ままならぬ毎日に叫びたくなったら「人生いろいろ」
●「人生いろいろ」 (島倉千代子)
お千代さんの横揺れを見ているだけで、脳から傲慢さや頑固さが振り落とされる。「ねえ滑稽でしょ若い頃」という恐るべきパワーワードに、マジで滑稽だった中二病の自分を思い出すかもしれない。けれど「人生いろいろ」というサビで「それもアリだ。あっはっは!」と全肯定できるので安心して聴こう。そして泣いて笑おう!
●「好きになった人」(都はるみ)
最高にロックな遠恋ソング。待っているといいつつ「好きになった」と過去形なのが女心ダイレクト! 都はるみさんは視線を常に3階席を見る感じで、斜め上に視線を飛ばしている。足元は一切見ないのに、ステージをものすごい早足で移動するのでドキドキする!
●「夜桜お七」(坂本冬美)
語るように始まり、一気に弾けるように「さくらさくら」をオマージュしたサビに流れて、クーッ高まる! 「フッフー♪」の合いの手も入れやすく、以前参加したカラオケ大会では、B’zの「ultra soul」と1、2を争うほど場の空気をブチ上げていた。忘年会シーズン、外せない一曲だ!
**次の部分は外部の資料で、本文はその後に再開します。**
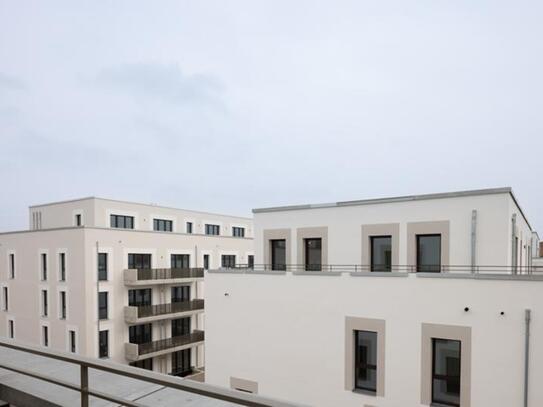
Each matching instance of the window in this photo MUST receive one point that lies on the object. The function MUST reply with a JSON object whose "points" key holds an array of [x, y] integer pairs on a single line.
{"points": [[180, 261], [71, 336], [102, 266], [446, 371], [44, 303], [278, 254], [62, 266], [313, 254], [139, 261], [102, 305], [121, 221], [62, 305], [365, 361], [44, 266], [140, 333], [12, 265], [103, 344], [162, 225], [228, 261], [213, 229], [180, 326], [45, 335], [381, 253], [181, 293], [140, 297], [429, 253]]}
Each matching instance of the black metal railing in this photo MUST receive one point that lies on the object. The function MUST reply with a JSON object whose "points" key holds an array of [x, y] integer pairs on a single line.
{"points": [[167, 274], [168, 343], [161, 309]]}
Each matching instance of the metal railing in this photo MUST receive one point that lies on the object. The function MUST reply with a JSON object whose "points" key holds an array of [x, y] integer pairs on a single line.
{"points": [[167, 274], [162, 309], [365, 268], [84, 389], [168, 343]]}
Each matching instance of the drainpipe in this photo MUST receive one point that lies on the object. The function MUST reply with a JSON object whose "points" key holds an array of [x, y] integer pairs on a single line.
{"points": [[526, 354]]}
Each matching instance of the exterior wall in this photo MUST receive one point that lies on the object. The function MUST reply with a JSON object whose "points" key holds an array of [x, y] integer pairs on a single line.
{"points": [[286, 332]]}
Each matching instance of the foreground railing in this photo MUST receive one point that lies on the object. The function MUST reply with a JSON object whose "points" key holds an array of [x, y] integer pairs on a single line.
{"points": [[84, 389]]}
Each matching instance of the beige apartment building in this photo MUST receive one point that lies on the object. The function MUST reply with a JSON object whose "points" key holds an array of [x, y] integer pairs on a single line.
{"points": [[118, 280], [426, 300]]}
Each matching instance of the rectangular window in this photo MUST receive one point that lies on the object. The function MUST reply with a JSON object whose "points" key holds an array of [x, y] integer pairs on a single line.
{"points": [[429, 253], [102, 305], [381, 253], [213, 229], [228, 261], [62, 266], [12, 265], [180, 261], [71, 335], [446, 372], [140, 333], [121, 221], [162, 225], [278, 254], [44, 266], [365, 361], [313, 254], [44, 303], [102, 266], [63, 305], [140, 297], [139, 261], [103, 344]]}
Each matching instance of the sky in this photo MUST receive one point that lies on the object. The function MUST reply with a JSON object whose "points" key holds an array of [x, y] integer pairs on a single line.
{"points": [[226, 106]]}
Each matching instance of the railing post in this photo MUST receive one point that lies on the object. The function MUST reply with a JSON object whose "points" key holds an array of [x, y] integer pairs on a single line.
{"points": [[84, 384]]}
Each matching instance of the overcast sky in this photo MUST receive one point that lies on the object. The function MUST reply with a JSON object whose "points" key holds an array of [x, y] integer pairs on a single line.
{"points": [[226, 106]]}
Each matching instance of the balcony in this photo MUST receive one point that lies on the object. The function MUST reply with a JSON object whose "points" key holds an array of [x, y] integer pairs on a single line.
{"points": [[149, 313], [134, 352], [134, 277]]}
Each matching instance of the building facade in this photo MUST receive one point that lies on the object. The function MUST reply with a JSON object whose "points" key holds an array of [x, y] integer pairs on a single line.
{"points": [[118, 280], [408, 301]]}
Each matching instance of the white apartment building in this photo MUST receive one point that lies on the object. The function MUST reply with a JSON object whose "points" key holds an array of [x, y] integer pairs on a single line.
{"points": [[118, 280], [401, 302]]}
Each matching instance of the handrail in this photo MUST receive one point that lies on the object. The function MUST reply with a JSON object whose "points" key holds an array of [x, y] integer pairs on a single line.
{"points": [[86, 363]]}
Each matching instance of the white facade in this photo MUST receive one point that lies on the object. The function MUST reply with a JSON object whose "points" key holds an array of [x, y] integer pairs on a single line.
{"points": [[54, 231], [290, 333]]}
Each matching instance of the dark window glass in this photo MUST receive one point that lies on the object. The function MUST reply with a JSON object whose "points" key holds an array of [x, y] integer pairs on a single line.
{"points": [[381, 253], [429, 253], [180, 326], [446, 372], [228, 261], [366, 360], [180, 261], [103, 344], [139, 297], [313, 254], [102, 266], [102, 305], [212, 229], [162, 225], [121, 221], [278, 254], [140, 333], [181, 365], [139, 261], [181, 293]]}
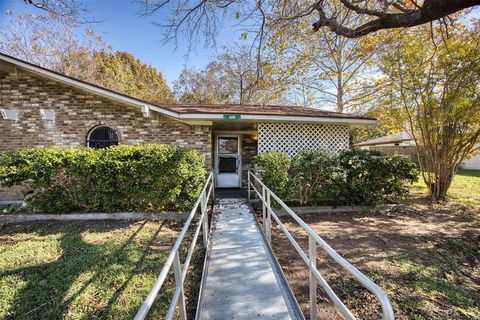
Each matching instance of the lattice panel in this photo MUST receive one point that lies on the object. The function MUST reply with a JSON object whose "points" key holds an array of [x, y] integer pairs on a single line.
{"points": [[294, 137]]}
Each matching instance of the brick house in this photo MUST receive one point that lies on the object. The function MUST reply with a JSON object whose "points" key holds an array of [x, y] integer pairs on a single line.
{"points": [[40, 107]]}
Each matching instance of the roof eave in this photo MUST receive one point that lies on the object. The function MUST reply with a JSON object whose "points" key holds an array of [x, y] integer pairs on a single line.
{"points": [[281, 118]]}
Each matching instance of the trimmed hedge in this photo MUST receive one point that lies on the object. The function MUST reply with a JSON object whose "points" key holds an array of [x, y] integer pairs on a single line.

●「あや子のお国自慢だよ~がんばろな東北‼~」(藤あや子)
私は紅白歌合戦が大好きなのだが、これまで一番感動したステージが、2011年に出場した藤あや子さんのこの曲である。東北の美しい風景や特産品が、彼女の歌声に乗って脳内を駆けめぐる快感。また紅白で歌ってほしい!
●「河内おとこ節」(中村美律子)
聴くだけで、中村美律子さんのファンならずとも「いよっ、おみっちゃん!」と掛け声をかけたくなるし、自然と体が河内音頭を踊ってしまう恐るべき曲だ。
●「きよしのズンドコ節」(氷川きよし)
「ズン・ズンズンズンドコ、きよし!」の合いの手のキャッチーさはもちろん、楽曲全体がユーモラスで「いやなことを忘れたくなったらとりあえずコレ」状態。居酒屋メニューに例えると、ビールと唐揚げのセットくらい間違いない1曲である。氷川きよしさんの伸びる声は本当に気持ちがいい!